Don´t forget to implementing your new knowledge and training in the boat

With that said, I have a couple more things to add, but I’ll be brief and to the point. First, the point of this article was to give advice on how to become a stronger rower. After understanding, activating and strengthening it is time to go back into implementing your newly found hip drive into rowing. Whether on the boat or on an erg you should make it your priority to crush the footplate at the middle of the drive. In doing so, be sure to push through your heels and swing through your hips. Activating and strengthening revolved around pushing through your heels and so should it in rowing.

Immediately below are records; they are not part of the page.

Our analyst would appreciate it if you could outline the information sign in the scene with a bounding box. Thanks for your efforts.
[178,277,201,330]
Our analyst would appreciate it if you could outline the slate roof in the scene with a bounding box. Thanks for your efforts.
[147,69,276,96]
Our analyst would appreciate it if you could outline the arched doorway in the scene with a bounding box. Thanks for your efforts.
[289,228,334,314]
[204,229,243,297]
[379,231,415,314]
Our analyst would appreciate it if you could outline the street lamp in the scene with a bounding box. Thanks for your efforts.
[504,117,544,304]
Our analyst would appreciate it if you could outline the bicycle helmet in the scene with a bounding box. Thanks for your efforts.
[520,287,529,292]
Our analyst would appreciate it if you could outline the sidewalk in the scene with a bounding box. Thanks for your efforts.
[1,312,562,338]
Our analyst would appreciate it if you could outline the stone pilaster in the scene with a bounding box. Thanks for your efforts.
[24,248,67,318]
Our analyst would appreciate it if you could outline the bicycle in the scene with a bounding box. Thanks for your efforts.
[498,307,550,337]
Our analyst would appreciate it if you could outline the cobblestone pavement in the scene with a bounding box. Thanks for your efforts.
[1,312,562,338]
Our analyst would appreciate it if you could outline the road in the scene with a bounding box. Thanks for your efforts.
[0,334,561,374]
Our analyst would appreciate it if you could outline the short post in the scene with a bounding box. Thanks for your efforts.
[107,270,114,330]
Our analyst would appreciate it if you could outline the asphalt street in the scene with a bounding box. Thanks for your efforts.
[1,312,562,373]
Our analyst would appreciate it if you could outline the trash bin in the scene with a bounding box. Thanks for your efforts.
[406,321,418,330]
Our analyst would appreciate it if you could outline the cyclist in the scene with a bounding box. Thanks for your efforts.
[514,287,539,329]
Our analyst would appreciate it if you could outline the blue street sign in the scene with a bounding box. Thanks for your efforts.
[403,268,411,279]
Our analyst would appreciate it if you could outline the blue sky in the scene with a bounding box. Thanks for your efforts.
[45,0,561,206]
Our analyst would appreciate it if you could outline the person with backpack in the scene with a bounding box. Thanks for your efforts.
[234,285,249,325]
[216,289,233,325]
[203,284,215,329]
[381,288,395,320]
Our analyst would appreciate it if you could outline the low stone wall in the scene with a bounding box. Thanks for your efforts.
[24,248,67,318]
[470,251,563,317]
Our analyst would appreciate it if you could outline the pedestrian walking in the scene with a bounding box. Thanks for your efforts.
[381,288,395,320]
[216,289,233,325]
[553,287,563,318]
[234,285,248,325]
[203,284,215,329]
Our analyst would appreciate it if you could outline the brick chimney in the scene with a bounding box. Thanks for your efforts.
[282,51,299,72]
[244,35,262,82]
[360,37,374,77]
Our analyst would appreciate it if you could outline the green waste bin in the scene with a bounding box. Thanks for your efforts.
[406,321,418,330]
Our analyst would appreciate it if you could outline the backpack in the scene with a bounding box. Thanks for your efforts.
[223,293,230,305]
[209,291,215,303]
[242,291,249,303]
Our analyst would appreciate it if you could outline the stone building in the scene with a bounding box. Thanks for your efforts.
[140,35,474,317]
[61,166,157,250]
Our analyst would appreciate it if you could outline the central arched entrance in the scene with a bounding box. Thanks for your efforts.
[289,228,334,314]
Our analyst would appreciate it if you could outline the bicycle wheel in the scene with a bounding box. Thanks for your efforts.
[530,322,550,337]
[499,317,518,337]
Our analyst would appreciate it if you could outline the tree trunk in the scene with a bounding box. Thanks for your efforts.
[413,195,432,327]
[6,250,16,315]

Second, it is impossible to implement full hip strength with a rounded lower back. Stay upright in the boat, rock over from the hips on the recovery, and reverse this movement on the drive. I leave further advice about rowing technique to others. Achieving good hip and back position requires flexibility from your hamstrings and your hip flexors. I recommend stretching these muscles daily. Short dynamic stretches during the warm-up. Longer static stretches performed on their own (with at least a couple of hours after your last proper session). Increasing flexibility requires about 2 to 5 minutes of stretching the muscle per day so not much, especially as I am prescribing only 2 stretches. So for both legs this takes only 20 minutes per day. Easy to achieve in the evening when watching TV or just relaxing, no excuses. Hamstring inflexibility leads to compensating with your lower back thus exposing you to lower back injuries in addition to inhibiting your hip drive and ultimately boat speed. I recommend stretching whilst lying on your back (to make sure your back stays straight). Through a towel or a rubber band around your foot and raise your leg upright until you feel a nice stretch. Don’t stretch to pain! The second stretch should concentrate on your rectus femoris and iliopsoas (hip flexors). For this assume a half kneeling position with your rear foot supported against a bench or something similar (your hand will do). From this position push your hips forward until you feel a stretch ranging from your quadriceps to your pelvis.